Meet Michael Flitcraft, a sophomore at the University of Cincinnati who, apparently, is spearheading the worst fucking idea I've heard in a long time.

Really? I know making sure college students have lots and lots of guns sounds like a great idea, if only it wasn't such a very awful one.

The shootings at Virginia Tech and Northern Illinois have scared plenty of people, trust me, I'm one of them. However, I fail to see the logic that suggests we can solve the problem of college students getting shot by arming more college students. Two isolated incidents do not a valid argument make.

Unfortunately for all of us, we have a mass media that glamorizes events like the Virginia Tech massacre because it's a compelling news story that'll bring in tons of viewers and therefore tons of money. Tragedy, death, violence, tears, family, fear, heroes, villains, and the list goes on. You name it and these stories have it; it's a network's wet dream. This emboldens (buzz word!) others to replicate such atrocities if they too feel suicidal or depressed or angry or bitter or what have you.

Maybe it's just my campus, but I see hundreds of students doing irresponsible things every single day and thankfully these things don't involve deadly weaponry. (At least not yet.) And I'm talking about sober people! During the weekdays! I don't even want to imagine what could happen on a Thursday, Friday, or Saturday night when a bunch of drunk, gun-toting frat boys get together. Suffice to say that somebody's mom isn't going to have a pleasant tomorrow.

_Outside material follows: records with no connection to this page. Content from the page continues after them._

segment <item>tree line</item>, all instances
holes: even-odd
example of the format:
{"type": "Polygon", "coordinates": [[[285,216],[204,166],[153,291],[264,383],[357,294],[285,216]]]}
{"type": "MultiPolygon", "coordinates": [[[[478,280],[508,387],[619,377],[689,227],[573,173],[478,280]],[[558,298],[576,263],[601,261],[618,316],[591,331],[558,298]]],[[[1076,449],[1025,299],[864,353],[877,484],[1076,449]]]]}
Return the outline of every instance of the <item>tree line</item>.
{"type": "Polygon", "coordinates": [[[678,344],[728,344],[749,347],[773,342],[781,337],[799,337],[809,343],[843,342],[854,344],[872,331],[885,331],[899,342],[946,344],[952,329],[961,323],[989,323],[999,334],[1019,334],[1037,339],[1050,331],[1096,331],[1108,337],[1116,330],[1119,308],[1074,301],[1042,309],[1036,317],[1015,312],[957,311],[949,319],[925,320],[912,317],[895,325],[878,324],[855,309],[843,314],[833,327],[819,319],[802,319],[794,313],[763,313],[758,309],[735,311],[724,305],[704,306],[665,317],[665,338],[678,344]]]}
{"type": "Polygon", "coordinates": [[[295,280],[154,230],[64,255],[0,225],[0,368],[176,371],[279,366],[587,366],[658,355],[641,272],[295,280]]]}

A host of other questions arise, such as what happens when somebody notices a kid in class has a gun? Well, there's chaos. Or the Student for Concealed Carry getting arrested. Perhaps we could mandate handing out badges that say "I'm allowed to carry a pistol" with the purchase of any handgun. But wait! What happens when one of those badge-wielding super students goes off his meds and blows away his peers? The perpetrator in the Northern Illinois shooting was considered by all around him to be perfectly normal. He could have just as easily been one of these kids who thinks by arming himself he can prevent such a malicious and capricious attack.

And if college students are armed, what about high schoolers who are of legal age? Shootings happen in high school too, we'd have to make sure those kids can protect themselves. But then what do we do with middle schoolers? Shootings happen in middle school too. I know, let's have a designated classroom gun! "Congratulations Billy! It's your week to run to the desk and grab the Beretta if something goes wrong!"

If none of this appeals to you, just ask yourself one question, "Do I really want a kid who wears a Chevy hat with an American flag on the bill to own another gun?" The answer to that question is an empathic "No."